One of the foundations of science communication is to avoid this ‘deficit’ model of communication.
The deficit model assumes that the general public lacks the knowledge to understand scientific concepts and that it’s the job of scientists to ‘dumb down’ their research to make it accessible to the masses. This approach implies that the public needs to be spoon-fed information, and that simply by providing more information, action will follow.
While the ‘dumbing down’ of science is often seen as a way of making it more relatable, it actually creates an elitism between scientists and the public that is condescending and can turn people away from science. Dumbing down to the point of over-simplification also runs the risk of the information losing its accuracy.
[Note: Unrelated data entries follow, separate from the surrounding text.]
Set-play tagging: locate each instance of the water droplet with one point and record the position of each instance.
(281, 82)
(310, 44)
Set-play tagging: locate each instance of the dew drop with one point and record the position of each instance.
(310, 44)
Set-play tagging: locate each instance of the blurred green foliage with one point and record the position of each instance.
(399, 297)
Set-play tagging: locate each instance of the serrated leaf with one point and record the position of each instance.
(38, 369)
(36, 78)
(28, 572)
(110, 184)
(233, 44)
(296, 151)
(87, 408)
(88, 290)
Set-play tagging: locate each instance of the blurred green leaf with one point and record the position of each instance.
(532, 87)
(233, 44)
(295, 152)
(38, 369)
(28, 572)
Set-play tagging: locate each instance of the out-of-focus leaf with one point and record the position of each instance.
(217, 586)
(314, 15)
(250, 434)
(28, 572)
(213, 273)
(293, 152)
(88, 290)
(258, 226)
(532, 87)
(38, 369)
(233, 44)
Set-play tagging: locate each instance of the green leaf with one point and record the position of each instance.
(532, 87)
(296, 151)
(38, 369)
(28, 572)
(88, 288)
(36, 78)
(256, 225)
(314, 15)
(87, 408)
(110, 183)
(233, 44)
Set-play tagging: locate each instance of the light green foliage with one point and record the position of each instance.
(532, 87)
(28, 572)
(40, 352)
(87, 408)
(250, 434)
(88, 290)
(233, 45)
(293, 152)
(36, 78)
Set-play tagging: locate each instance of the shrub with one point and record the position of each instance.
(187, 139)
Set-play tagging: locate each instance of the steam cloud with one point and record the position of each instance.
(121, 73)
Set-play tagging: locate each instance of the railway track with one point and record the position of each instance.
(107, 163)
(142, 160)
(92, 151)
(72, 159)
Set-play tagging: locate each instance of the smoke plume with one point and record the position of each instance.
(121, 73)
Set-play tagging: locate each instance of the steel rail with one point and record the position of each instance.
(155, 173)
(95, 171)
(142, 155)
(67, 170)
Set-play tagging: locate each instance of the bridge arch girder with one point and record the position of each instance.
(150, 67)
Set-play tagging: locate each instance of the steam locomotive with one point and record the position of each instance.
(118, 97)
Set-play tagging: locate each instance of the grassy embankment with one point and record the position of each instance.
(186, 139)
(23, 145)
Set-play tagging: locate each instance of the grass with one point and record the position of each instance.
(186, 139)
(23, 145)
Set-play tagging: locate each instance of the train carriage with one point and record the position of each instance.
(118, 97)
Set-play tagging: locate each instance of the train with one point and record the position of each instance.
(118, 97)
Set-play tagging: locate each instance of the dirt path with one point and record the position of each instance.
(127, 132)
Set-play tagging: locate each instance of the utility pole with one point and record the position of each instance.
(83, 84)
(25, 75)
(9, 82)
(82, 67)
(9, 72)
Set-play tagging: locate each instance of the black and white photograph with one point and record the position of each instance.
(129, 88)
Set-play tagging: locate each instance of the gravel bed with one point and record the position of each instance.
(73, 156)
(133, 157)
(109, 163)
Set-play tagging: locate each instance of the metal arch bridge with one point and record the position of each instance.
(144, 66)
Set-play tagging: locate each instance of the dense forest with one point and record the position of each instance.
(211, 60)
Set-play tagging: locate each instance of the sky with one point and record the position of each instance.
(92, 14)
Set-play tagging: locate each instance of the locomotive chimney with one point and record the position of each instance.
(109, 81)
Rather than assuming the public lacks understanding, scientists should instead focus on engaging them in the conversation. Approaching science communication as a two-way conversation means scientists and the public can exchange ideas and knowledge.
As science communicators, there are several conversational communication techniques that we can use, such as science facilitation, using visual communication methods (such as infographics), storytelling, focusing on solutions, humour or even memes. These methods help to make science relatable to everyone. Let’s not forget, science communication doesn’t have to be serious all the time. We can have some fun with it too!
Science communication isn’t just for scientists and science communicators either – it’s for everyone. Policymakers, educators, journalists and the public all have a role to play in promoting scientific knowledge and awareness. It’s a collaborative effort.
Instead of talking down to others around us, let’s engage with them as equals and work to make scientific concepts relatable, without oversimplifying them. By doing this, we create a more equitable and inclusive society where everyone has access to scientific knowledge and understanding. After all, science is for everyone.